For the past year, the Sky’s sole focus has been building a team for the star who stayed. But on Tuesday, both sides gave up on that effort as Copper was traded to the Phoenix Mercury.
In many ways, this trade is the logical first step in a rebuild that became a necessity after last year’s free-agency implosion. The payoff is appropriate: The No. 3 pick in 2024, two second-rounders in 2025, another first-rounder in 2026, plus two frontcourt additions who can make a meaningful impact during the awkward growing-pains season at the start of a rebuild.
But there’s no logic in love — and Chicago loved Copper.
That feeling was mutual, a bond Copper acknowledged first and foremost in addressing her exit from the team on Tuesday.
“I came to Chicago with a hunger and a desire to learn, make an impact on the community and be great on the court,” Copper wrote on Instagram. “Seven years later I can honestly say, Chicago, I love y’all. We went through ups and downs together; we battled together; we won a championship together; and most importantly we supported one another.”
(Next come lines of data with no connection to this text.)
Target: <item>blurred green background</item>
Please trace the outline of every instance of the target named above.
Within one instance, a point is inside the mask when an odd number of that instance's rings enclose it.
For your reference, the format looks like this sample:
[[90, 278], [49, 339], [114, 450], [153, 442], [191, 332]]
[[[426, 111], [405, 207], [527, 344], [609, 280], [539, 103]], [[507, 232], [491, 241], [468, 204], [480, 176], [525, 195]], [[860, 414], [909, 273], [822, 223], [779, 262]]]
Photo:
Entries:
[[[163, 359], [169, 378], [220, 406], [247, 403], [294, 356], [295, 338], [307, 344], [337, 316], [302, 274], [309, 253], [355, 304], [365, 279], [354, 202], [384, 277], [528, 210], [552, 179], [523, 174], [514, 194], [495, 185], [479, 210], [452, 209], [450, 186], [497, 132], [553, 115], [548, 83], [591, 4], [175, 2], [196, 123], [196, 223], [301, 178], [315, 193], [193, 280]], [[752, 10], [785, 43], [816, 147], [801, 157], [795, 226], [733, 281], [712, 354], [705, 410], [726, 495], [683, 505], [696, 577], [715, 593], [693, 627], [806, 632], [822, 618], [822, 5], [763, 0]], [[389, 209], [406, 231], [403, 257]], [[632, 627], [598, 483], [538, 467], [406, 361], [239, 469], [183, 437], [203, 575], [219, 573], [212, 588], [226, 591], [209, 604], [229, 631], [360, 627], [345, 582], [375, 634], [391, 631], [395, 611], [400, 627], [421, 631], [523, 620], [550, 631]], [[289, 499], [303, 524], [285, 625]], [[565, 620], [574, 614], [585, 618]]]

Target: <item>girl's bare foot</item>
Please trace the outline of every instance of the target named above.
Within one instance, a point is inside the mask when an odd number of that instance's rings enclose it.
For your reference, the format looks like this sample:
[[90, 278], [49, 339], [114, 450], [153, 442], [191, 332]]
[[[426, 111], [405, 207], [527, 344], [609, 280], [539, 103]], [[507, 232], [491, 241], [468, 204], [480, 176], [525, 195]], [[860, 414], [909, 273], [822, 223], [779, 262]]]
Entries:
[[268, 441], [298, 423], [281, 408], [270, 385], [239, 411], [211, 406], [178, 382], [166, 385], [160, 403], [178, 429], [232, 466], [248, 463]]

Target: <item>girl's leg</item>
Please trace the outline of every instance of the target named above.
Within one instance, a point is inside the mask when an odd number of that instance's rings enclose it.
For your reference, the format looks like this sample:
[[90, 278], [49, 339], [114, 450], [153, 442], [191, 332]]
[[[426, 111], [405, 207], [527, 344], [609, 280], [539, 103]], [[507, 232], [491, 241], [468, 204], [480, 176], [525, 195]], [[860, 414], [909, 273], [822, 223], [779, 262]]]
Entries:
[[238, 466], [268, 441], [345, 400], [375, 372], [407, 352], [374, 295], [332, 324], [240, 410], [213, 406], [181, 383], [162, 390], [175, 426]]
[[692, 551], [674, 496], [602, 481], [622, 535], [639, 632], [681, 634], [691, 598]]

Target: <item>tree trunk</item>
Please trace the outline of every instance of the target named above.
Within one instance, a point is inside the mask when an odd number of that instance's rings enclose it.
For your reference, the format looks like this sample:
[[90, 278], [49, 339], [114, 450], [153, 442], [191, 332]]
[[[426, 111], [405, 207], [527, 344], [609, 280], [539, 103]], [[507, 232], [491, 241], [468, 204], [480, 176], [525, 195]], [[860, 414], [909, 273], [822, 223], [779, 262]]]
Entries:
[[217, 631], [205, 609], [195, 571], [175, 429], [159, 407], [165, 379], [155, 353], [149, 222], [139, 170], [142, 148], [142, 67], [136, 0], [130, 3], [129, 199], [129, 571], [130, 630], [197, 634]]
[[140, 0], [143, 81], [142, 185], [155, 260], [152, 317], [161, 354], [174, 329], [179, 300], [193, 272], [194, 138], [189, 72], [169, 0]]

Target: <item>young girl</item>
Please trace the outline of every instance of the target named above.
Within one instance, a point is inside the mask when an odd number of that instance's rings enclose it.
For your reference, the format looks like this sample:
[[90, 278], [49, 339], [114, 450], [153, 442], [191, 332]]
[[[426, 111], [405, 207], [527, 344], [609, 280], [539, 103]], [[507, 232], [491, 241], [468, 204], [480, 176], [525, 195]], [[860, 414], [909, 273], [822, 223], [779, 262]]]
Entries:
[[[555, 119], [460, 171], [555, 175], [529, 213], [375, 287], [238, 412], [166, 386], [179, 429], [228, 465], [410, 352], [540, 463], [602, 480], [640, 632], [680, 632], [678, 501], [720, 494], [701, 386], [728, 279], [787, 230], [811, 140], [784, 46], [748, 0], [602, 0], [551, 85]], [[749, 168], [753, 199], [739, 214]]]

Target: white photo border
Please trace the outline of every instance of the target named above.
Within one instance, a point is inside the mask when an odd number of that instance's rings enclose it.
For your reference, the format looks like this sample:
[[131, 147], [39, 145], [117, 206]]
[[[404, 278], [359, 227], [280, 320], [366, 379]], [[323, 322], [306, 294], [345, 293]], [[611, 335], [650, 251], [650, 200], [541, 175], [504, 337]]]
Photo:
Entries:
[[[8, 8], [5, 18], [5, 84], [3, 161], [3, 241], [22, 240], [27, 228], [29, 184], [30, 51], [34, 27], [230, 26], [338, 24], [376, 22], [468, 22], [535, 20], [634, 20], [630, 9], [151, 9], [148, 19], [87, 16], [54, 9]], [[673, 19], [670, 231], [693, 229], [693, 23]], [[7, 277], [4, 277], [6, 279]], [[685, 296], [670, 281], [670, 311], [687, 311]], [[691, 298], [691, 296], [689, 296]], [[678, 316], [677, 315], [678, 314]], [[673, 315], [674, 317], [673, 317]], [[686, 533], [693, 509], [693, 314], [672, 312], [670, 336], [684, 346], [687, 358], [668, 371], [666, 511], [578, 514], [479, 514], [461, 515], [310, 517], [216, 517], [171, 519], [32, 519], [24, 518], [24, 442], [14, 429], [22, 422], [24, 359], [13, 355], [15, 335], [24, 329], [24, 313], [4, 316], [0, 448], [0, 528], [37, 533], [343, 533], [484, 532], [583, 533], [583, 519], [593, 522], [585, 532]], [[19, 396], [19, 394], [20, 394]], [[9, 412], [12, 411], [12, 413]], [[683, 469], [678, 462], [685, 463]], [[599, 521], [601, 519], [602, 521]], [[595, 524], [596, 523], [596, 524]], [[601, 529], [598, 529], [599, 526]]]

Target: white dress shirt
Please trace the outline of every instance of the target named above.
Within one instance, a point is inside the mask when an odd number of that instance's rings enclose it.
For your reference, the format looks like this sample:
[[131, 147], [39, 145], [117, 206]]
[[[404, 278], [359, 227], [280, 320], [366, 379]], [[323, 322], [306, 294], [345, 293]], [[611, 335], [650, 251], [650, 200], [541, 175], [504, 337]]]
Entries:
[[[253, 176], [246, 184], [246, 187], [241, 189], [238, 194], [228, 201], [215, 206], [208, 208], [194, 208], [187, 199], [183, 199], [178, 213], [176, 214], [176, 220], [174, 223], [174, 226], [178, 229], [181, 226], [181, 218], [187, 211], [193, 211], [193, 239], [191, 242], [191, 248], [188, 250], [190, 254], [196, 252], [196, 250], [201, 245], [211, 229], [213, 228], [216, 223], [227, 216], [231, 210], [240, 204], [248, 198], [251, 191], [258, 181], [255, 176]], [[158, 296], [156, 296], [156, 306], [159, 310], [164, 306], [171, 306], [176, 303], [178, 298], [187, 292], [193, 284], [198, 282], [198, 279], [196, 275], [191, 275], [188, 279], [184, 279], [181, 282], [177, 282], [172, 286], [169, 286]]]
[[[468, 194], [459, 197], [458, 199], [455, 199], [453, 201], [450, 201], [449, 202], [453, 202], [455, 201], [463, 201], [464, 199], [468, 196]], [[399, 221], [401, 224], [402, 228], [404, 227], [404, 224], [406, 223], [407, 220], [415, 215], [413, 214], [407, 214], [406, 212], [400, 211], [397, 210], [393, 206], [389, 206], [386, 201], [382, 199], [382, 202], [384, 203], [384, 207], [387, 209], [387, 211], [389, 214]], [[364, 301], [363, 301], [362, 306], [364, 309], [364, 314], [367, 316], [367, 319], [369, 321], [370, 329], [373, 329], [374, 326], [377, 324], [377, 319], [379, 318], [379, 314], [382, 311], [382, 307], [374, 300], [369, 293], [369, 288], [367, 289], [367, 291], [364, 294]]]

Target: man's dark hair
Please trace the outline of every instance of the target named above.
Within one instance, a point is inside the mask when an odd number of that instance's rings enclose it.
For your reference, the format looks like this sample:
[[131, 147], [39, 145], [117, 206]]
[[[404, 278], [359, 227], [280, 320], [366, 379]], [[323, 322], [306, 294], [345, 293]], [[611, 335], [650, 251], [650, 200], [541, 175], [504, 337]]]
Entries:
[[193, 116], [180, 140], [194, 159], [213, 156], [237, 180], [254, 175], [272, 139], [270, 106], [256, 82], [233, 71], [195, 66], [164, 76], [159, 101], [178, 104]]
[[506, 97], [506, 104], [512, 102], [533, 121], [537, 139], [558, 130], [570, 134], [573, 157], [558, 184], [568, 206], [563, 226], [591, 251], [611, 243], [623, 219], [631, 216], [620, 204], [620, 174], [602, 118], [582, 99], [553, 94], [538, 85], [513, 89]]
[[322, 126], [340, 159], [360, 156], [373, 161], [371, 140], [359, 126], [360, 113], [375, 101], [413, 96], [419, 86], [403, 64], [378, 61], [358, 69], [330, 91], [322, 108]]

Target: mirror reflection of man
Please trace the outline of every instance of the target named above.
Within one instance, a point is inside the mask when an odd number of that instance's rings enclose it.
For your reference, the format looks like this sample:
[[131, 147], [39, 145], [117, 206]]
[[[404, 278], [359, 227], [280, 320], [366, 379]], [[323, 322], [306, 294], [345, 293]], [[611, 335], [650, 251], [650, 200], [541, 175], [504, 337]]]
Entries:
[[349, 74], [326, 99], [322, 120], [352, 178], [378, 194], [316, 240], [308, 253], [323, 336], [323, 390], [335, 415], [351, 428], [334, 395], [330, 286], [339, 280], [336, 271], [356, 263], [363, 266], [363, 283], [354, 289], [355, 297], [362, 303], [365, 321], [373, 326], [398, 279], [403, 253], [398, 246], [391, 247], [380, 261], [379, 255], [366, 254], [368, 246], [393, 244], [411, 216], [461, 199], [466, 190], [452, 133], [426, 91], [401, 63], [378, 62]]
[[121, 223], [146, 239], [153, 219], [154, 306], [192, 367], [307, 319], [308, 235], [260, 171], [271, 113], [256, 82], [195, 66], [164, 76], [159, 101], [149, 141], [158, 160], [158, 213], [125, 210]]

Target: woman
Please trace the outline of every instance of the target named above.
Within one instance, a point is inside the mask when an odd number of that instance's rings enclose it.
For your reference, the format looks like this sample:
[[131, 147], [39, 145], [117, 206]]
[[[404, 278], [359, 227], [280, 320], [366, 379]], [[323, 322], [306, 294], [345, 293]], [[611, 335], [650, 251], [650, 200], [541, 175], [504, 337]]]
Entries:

Copper was skeptical when she first arrived in Chicago. She said so herself. It wasn’t the team that drafted her. When she was traded abruptly from Washington after a quiet rookie year for the Mystics in 2016, Copper wasn’t sure how she fit into the Sky or Chicago at all.
Those early seasons were a learning experience for Copper. She averaged 6.8 points per game in her first three seasons in Chicago, mostly coming off the bench to offer support behind Diamond DeShields. But in 2020, Copper stepped into a starting role and eagerly devoured the challenges that came with it.
If there was ever any doubt Sky fans would fall in love with Copper, it evaporated in the 2021 WNBA Finals.
Copper has always defined herself by her North Philadelphia roots. It was something teammates like Candace Parker quickly identified in her — a sharp, fierce desire to compete that was barely hidden below her reserved demeanor. And over that five-game series to snatch a title away from the Mercury, it just made sense to a Chicago fan base eager for a little bit of an edge.
It was her 21-point performance to steal Game 1 in Phoenix, dragging offensive rebounds out of Brittney Griner’s hands, flexing at the crowd as she sat up after taking yet another foul at the rim.
It was the way she leaped to her feet in Game 2 to step to Sophie Cunningham — now her teammate in Phoenix — and deliver the type of wordless “try me, I dare you” challenge that the Sky had sorely missed in the past.
It was the way she stared straight into the ESPN camera after the Sky clinched the championship in Game 4, shaking her head back and forth as her voice shook: “I worked so f------ hard. I worked so f------ hard.”
Because she did. Copper worked and worked and worked — even when her veteran teammates later left for super teams, even when her coach walked midseason.
Copper entered a different stratosphere of stardom after that 2021 season. It wasn’t just the All-Star selection or renewed interest from USA Basketball. After that breakout performance, Copper no longer belonged to Chicago alone. She had become a key piece in the WNBA, for the national team, for the sport at large.
And the Sky could never meet her on that plane. Something special had happened in 2021 — an entire team recalibrating itself around Copper, accepting and understanding that she would one day be the new center of gravity for the franchise. But when Copper did indeed become the Sky’s centerpiece, she was met with inconsistency.
So it’s fitting that this announcement came when it did — while Copper was half a world away in Belgium, playing alongside legends (and new teammates) like Griner and Diana Taurasi to secure the Americans their spot in the Paris Olympics, forging a new identity for herself as one of the primary stars in the country.
Chicago will never get to see what was supposed to come next — and that in itself is a heartbreak for Sky fans, who experienced the rare phenomenon of watching a player grow into herself over the better part of a decade. And whether it was a necessity or a misstep, this decision will define the new front office as coach Teresa Weatherspoon builds her vision of the Sky.
Regardless of the impact of this trade in the long run, Copper will leave behind the same legacy: the kid from North Philly who brought a championship to Chicago.